I agree with the plastic film. It is a vinyl plastic with a square or
diamond pattern that lets most of the light through, yet completley obscures
what is behind it. I used it on my garage windows. If you apply it carfully,
it looks like the pattern is part of the glass.
You can laugh, but I used a roll of brown paper like they use to wrap packages
for the post office on mine, leaving a slit window for me to look out along the
tops of the windows. I just stretched out a piece long enough to reach across
all four panes and secured it with thumb tacks. Since the outside of the door
is a kind of bronze color, the combination is actually pretty attractive and now
I don't have to sweat one of the neighbors looking in and seeing me working out
there in my boxers.
It cost essentially nothing, lasted almost ten years before I had to replace it,
and is instantly reversible if you need it to disappear for some reason.
Another option is to find a store still selling holiday leftovers and
look for with spray frost or spray snow.
You can make your own frost mix by saturating isopropol alcohol with
epsom salts and a *little* table salt.
Just mix it and sponge on the windows. (I imagine a spray bottle
would work if you just "misted" the window)

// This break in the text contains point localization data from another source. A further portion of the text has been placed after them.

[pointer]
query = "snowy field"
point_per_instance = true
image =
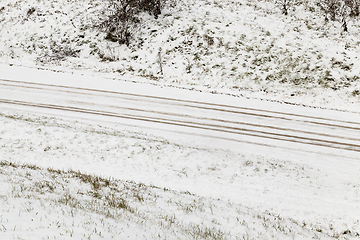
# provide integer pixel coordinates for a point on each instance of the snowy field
(67, 179)
(146, 188)
(245, 48)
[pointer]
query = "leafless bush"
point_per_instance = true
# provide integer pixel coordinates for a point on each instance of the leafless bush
(330, 8)
(340, 10)
(285, 5)
(354, 7)
(58, 52)
(120, 18)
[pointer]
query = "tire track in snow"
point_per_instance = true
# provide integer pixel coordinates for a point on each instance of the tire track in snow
(210, 124)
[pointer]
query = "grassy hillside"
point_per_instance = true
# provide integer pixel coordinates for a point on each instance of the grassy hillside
(240, 47)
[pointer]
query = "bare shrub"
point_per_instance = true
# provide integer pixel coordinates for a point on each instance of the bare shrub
(285, 5)
(120, 18)
(330, 8)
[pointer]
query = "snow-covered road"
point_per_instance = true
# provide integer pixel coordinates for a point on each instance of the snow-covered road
(203, 119)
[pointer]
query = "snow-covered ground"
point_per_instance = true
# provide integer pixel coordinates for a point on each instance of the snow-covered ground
(245, 48)
(63, 179)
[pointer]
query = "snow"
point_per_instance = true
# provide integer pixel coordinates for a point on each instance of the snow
(174, 187)
(320, 194)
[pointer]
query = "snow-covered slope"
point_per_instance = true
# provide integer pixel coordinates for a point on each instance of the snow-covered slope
(240, 47)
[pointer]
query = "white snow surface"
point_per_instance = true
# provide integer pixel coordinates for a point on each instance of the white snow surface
(163, 187)
(313, 197)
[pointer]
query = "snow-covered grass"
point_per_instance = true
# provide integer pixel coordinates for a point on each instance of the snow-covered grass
(64, 179)
(239, 47)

Some of these say use beer, other say water. I suggested isopropol
since it will evap quickly and not leave any organics like beer will.
A slight word of warning, the salt is hydrophilic (attracts water)...
I wouldn't use it in a high humidity enviroment.
Ich habe keine Ahnung was das bedeutet, oder vielleicht doch?
Instead of a garage this applies to rear facing windows. New
construction behind me makes me wish to alter the transparency of my
windows. First thought is a reflective film that would allow persons
inside to easily see out but block viewing from outside. Day and night.